O Supremo Tribunal Federal (STF) padronizou a exigência de altura mínima para ingresso em cargos do Sistema Único de Segurança Pública, como nas polícias militares estaduais e guardas civis. Agora, os parâmetros são os mesmos do Exército: de 1,60m para homens e 1,55m para mulheres.
A medida foi tomada a partir do Recurso Extraordinário (RE) de uma candidata à Polícia Militar de Alagoas, que questionava a sua reprovação por medir 1,56m. Na legislação local, a estatura mínima era de 1,60m para mulheres e 1,65m para homens. As informações são da Notícias STF.
Um dos argumentos era a violação da garantia de acesso a cargos públicos. “É inadmissível, no Estado de Alagoas, onde as pessoas geralmente são de estatura baixa e mediana, se delimitar o acesso para um cargo público pela altura”, argumentou a candidata.
Apesar da padronização com as exigências de altura do Exército, o STF avalia a exigência como inconstitucional quando envolve oficiais bombeiros militares da área de saúde e capelães. Para os ministros, nesses casos, os fatores de diferenciação precisam ser relacionados às funções a serem exercidas pelo ocupante do cargo.
Demissão de militares acima do peso
Nos Estados Unidos, uma outra exigência para as Forças Armadas surgiu nas últimas semanas: o peso dos militares.
O secretário da Guerra dos EUA, Pete Hegseth, assinou uma ordem executiva que estabelece novas regras de condicionamento físico para as Forças Armadas e prevê a demissão de militares que não conseguirem emagrecer dentro dos prazos fixados. As informações foram compartilhadas pelo G1.
O aliado do presidente Donald Trump declarou, na semana passada, que “generais gordos” não serão tolerados nos corredores da sede militar.
“É completamente inaceitável ver generais e almirantes gordos nos corredores do Pentágono, liderando comandos pelo país [e] pelo mundo”, disse ele.
Segundo a reportagem, o documento assinado por Hegseth determina que todos os membros das Forças Armadas norte-americanas passem por testes físicos obrigatórios duas vezes por ano, com avaliação de peso, altura e percentual de gordura corporal.

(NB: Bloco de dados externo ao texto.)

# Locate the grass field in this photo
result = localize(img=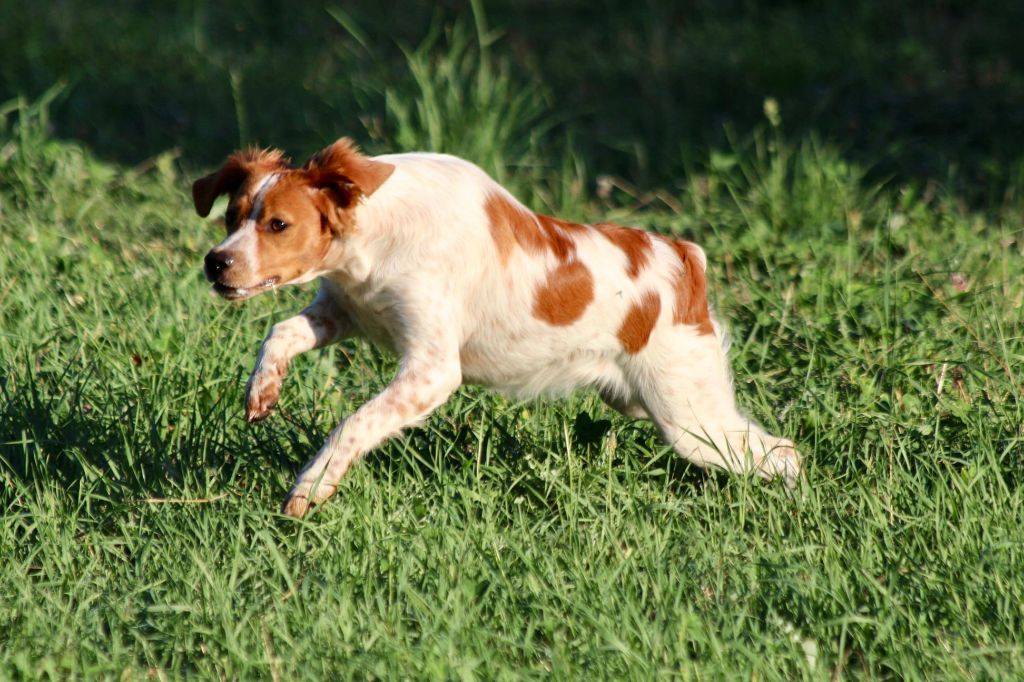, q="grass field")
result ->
[0,3,1024,680]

Militares que não atenderem aos novos padrões serão encaminhados a programas de recondicionamento físico. Caso não apresentem melhora em até seis meses, poderão ser suspensos, rebaixados ou desligados. De acordo com o secretário, as regras serão “isentas de gênero”, ou seja, valerão igualmente para homens e mulheres.
Outro memorado prevê “padrões de higiene para implementação de pelos faciais”. Hegseth escreveu que todos devem manter o rosto barbeado. São permitidos apenas bigodes, desde que aparados e que não ultrapassem o canto da boca.